His inability to stay on the field—and his lost power—have left Rolen a shadow of himself since. But for all his struggles, he's played another 843 games and had two or three more All-Star-caliber seasons. And at 38 he might still be starting for a World Series contender.

His shoulder injury was incredibly disappointing, then, and it deprived us of an inner-circle Hall of Fame career. But the thing about most Hall of Famers is that they don't look good when you take out their eight best seasons, either; it just happens that Rolen's eight best seasons came in a row, and were interrupted not by decline but by Hee Seop Choi.
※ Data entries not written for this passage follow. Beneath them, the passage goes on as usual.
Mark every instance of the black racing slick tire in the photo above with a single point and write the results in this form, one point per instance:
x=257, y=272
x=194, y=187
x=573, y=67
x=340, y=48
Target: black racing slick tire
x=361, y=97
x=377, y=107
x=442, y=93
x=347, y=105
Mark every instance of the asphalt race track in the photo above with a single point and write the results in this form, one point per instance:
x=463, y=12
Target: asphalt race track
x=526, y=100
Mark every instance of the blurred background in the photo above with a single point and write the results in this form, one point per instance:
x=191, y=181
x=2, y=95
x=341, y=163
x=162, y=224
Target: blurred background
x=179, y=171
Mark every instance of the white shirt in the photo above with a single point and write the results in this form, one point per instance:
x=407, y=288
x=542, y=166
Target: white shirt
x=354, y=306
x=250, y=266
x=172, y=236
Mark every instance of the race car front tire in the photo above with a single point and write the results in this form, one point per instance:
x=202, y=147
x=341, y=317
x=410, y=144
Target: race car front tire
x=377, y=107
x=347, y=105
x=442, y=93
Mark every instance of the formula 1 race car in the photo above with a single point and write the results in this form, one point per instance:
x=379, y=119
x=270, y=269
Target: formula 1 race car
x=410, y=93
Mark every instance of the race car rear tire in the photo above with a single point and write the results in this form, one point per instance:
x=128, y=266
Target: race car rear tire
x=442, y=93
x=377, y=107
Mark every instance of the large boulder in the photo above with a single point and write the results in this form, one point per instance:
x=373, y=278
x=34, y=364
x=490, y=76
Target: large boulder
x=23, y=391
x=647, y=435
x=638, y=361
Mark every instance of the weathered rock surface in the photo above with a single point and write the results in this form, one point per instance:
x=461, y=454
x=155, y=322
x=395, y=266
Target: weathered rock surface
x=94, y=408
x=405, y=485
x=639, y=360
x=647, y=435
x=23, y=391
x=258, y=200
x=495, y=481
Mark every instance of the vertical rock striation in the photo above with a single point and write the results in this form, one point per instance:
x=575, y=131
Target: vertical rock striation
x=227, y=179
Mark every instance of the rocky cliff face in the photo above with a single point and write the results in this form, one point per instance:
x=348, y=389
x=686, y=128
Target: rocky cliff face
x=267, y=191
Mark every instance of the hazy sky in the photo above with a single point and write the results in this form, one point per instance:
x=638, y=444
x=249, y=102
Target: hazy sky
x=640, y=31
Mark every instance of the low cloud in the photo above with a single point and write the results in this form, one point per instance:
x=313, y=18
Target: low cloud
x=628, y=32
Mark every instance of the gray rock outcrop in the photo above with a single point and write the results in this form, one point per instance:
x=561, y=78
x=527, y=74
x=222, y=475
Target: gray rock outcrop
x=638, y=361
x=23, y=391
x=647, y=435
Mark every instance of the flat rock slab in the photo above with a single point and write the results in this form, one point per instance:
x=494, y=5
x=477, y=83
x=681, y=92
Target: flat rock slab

Even when you ignore career shape and just start everybody's career at 30, Rolen stays competitive:

Rk Player WAR/pos G AB R H 2B 3B HR RBI BB SO BA OBP SLG
1 Mike Schmidt 54.1 1320 4639 832 1287 225 28 313 929 818 925 .277 .385 .540
2 Wade Boggs 45.7 1568 5851 931 1832 360 38 62 603 890 491 .313 .401 .419
3 Chipper Jones 44.6 1405 4943 846 1486 312 15 241 886 860 800 .301 .402 .516
4 Brooks Robinson 39.8 1490 5418 593 1375 226 26 134 685 480 470 .254 .314 .379
5 Graig Nettles 35.6 1799 5860 790 1463 218 22 263 906 692 808 .250 .328 .429
6 Alex Rodriguez 33.4 932 3467 653 1000 174 5 218 724 487 767 .288 .383 .530
7 Stan Hack 31.3 1000 3818 639 1155 200 32 29 272 626 233 .303 .401 .394
8 Ken Boyer 29.3 1145 4101 574 1160 178 37 136 638 422 601 .283 .348 .444
9 Jimmy Collins 28.6 955 3769 520 1074 206 68 25 450 204 170 .285 .327 .396
10 Eddie Mathews 26.4 909 3071 477 767 131 17 142 461 514 601 .250 .357 .442
11 Ron Cey 26.3 1293 4407 608 1148 220 7 204 668 595 824 .260 .351 .452
12 Bob Elliott 26.0 931 3228 512 919 169 26 120 562 538 337 .285 .388 .465
13 Larry Gardner 24.1 1094 3763 471 1110 192 56 14 576 368 185 .295 .360 .387
14 Adrian Beltre 22.7 545 2129 315 646 142 4 104 353 120 291 .303 .343 .520
15 Scott Rolen 22.5 843 3009 434 823 221 15 90 456 299 466 .274 .344 .447

Adrian Beltre, obviously, is on his way up that list. But it's important to not just look at how good Scott Rolen was—to keep him from turning into a what-if stereotype. In his 20s, Scott Rolen was on pace to be the fifth-best third baseman of all time. In his 30s—while we sang his eulogy every time he walked to third or sprinted the bases—he was only on pace to be the 15th-best.

I think there's a Hall of Famer somewhere in there.